My favorite short story is William Gibson’s “Fragments of a Hologram Rose.” It was his first major published short story.
Every sentence in it is laced with a precise despair. It is a sci-fi story, and, like all good sci-fi, it’s more about the present*, and us, than it is about the future, and them.
The structure of my story, "No Greater Love Than This," is unusual. One storyline goes from past to present, told in a typical first-person, "I did this, I did that," form. The other storyline goes from the present to the past, told in a second-person, “You do this, you do that,” form.
And the two storylines alternate back and forth, using vignettes. It’s a little jarring, but I felt it necessary to tell the story. I needed to break things up, to make it a little unreal, so I could tell a real and painful story with detachment.
The structure of Fragments was my inspiration for this style, though I ended up going in a fairly different direction. But I’m still indebted to William Gibson and his story for helping me tell my story.
Here’s an excerpt to get you interested in Fragments. Purchase the short story collection “Burning Chrome” (which includes the first instance of the word “cyberspace” ever) to read the rest.
*Yes, I'm citing my own article to back up my point.
That summer Parker had trouble sleeping.
There were power droughts; sudden failures of the delta-inducer brought painfully abrupt returns to consciousness.
To avoid these, he used patch cords, miniature alligator clips, and black tape to wire the inducer to a battery-operated ASP deck. Power loss in the inducer would trigger the deck's playback circuit. He bought an ASP cassette that began with the subject asleep on a quiet beach. It had been recorded by a young blonde yogi with 20-20 vision and an abnormally acute color sense.
The boy had been flown to Barbados for the sold purpose of taking a nap and his morning's exercise on a brilliant stretch of private beach. The microfiche laminate in the cassette's transparent case explained that the yogi could will himself through alpha to delta without an inducer.
Parker, who hadn't been able to sleep without an inducer for two years, wondered if this was possible.
He had been able to sit through the whole thing only once, though by now he knew every sensation of the first five subjective minutes. He thought the most interesting part of the sequence was a slight editing slip at the start of the elaborate breathing routine: a swift glance down the white beach that picked out the figure of a guard patrolling a chain link fence, a black machine pistol slung over his arm.

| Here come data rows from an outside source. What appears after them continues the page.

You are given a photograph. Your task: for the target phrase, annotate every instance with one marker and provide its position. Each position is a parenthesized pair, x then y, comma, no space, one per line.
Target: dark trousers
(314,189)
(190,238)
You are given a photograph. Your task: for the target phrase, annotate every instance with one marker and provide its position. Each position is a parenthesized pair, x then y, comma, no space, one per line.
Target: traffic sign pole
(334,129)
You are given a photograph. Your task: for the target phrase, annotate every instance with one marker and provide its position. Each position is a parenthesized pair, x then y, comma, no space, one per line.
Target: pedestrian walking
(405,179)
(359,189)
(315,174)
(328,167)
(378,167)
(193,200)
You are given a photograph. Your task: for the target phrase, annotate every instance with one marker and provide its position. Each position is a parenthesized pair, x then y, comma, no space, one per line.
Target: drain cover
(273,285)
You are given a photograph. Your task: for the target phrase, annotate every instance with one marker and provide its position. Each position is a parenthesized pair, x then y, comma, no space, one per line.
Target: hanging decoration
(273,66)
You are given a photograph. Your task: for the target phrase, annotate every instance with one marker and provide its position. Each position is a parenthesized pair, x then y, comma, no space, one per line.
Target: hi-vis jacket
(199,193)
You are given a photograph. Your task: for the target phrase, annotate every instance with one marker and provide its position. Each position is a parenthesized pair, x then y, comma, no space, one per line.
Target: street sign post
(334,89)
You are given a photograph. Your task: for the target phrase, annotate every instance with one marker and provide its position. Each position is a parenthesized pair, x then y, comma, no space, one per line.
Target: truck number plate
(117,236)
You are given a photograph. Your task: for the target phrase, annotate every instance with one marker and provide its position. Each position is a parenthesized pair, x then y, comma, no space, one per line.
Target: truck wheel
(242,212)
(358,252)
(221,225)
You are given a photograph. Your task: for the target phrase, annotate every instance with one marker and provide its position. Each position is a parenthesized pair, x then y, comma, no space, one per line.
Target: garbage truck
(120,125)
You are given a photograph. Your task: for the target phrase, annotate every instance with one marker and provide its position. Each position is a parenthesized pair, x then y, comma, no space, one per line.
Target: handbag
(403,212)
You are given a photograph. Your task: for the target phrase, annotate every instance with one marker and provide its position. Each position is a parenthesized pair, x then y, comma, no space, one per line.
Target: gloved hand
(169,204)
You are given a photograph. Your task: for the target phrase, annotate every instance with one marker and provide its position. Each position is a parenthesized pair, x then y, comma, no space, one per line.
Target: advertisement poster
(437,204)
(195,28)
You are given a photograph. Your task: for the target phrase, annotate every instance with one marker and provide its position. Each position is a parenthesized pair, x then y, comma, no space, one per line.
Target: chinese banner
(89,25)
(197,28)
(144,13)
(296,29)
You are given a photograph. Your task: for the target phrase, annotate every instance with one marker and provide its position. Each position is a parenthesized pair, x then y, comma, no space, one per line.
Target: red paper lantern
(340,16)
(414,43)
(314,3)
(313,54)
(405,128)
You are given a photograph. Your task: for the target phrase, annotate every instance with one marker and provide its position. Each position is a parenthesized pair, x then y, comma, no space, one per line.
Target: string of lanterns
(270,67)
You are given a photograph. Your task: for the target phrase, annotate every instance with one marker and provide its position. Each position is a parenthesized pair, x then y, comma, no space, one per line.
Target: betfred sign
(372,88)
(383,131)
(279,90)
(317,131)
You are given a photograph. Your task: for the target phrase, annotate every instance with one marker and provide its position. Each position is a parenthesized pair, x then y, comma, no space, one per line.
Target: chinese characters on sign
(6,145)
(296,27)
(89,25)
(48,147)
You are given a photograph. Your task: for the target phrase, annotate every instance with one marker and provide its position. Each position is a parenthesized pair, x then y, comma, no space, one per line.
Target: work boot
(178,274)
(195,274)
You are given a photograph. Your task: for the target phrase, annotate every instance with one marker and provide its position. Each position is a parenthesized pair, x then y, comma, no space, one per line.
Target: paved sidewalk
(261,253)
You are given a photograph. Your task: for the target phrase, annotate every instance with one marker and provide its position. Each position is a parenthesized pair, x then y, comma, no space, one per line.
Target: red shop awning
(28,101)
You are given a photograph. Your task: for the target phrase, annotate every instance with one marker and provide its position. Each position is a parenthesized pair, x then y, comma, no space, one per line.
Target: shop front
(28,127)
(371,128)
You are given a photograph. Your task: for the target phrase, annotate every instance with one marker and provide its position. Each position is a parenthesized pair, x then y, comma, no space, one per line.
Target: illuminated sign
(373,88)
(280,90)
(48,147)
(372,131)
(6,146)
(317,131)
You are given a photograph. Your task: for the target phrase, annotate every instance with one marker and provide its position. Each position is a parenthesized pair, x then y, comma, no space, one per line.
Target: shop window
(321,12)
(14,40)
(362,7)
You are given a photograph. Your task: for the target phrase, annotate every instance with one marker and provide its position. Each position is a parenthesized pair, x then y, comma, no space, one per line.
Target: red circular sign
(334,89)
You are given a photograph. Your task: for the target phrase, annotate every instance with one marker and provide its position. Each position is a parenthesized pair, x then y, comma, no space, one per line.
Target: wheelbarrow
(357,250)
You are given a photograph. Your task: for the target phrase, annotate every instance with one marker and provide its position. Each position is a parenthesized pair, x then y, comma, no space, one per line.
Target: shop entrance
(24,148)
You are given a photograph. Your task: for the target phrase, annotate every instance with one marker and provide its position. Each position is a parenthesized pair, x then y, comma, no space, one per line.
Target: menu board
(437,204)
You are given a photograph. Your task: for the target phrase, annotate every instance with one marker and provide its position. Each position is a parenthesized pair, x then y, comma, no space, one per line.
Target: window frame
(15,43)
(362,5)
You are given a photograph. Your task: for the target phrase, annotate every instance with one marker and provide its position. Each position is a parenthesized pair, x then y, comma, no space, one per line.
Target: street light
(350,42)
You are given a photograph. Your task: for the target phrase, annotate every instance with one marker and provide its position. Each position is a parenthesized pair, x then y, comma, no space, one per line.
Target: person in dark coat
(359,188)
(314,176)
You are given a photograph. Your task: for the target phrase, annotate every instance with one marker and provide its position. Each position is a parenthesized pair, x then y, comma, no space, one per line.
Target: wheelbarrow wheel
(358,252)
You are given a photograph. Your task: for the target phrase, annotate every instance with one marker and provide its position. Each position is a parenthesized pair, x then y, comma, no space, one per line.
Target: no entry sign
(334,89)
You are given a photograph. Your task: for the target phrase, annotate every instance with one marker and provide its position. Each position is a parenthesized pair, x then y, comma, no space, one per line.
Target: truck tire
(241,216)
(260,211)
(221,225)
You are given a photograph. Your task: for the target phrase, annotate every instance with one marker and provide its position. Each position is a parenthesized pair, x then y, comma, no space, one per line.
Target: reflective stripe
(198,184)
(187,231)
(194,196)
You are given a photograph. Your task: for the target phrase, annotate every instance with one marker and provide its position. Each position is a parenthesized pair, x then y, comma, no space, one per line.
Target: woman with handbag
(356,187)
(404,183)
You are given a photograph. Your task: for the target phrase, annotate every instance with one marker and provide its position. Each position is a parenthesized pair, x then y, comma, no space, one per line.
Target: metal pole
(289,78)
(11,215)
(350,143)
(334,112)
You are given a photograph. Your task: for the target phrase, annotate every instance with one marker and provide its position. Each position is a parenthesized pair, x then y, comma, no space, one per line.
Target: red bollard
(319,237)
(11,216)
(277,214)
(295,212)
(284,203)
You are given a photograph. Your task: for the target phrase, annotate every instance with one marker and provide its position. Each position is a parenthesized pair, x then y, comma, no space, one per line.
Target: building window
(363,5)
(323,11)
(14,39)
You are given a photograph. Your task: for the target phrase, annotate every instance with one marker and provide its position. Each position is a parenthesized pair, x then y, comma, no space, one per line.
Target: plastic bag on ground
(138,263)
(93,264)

While Parker slept, power drained from the city's grids.
The transition from delta to delta-ASP was a dark implosion into other flesh. Familiarity cushioned the shock. He felt the cool sand under his shoulders. The cuffs of his tattered jeans flapped against his bare ankles in the morning breeze. Soon the boy would wake fully and begin his Ardha-Matsyendra-something; with other hands Parker groped in darkness for the ASP deck.
Three in the morning.
Making yourself a cup of coffee in the dark, using a flashlight when you pour the boiling water.
Morning's recorded dream, fading: through other eyes, dark plume of a Cuban freighter - fading with the horizon it navigates across the mind's gray screen.
Three in the morning.
Let yesterday arrange itself around you in flat schematic images. What you said - what she said - watching her pack - dialing the cab. However you shuffle them they form the same printed circuit: you, standing in the rain, screaming at the cabby.
The rain was sour and acid, nearly the color of piss. The cabby called you an asshole; you still had to pay twice the fare. She had three pieces of luggage. In his respirator and goggles, the man looked like an ant. He pedaled away in the rain. She didn't look back.
The last you saw of her was a giant ant, giving you the finger.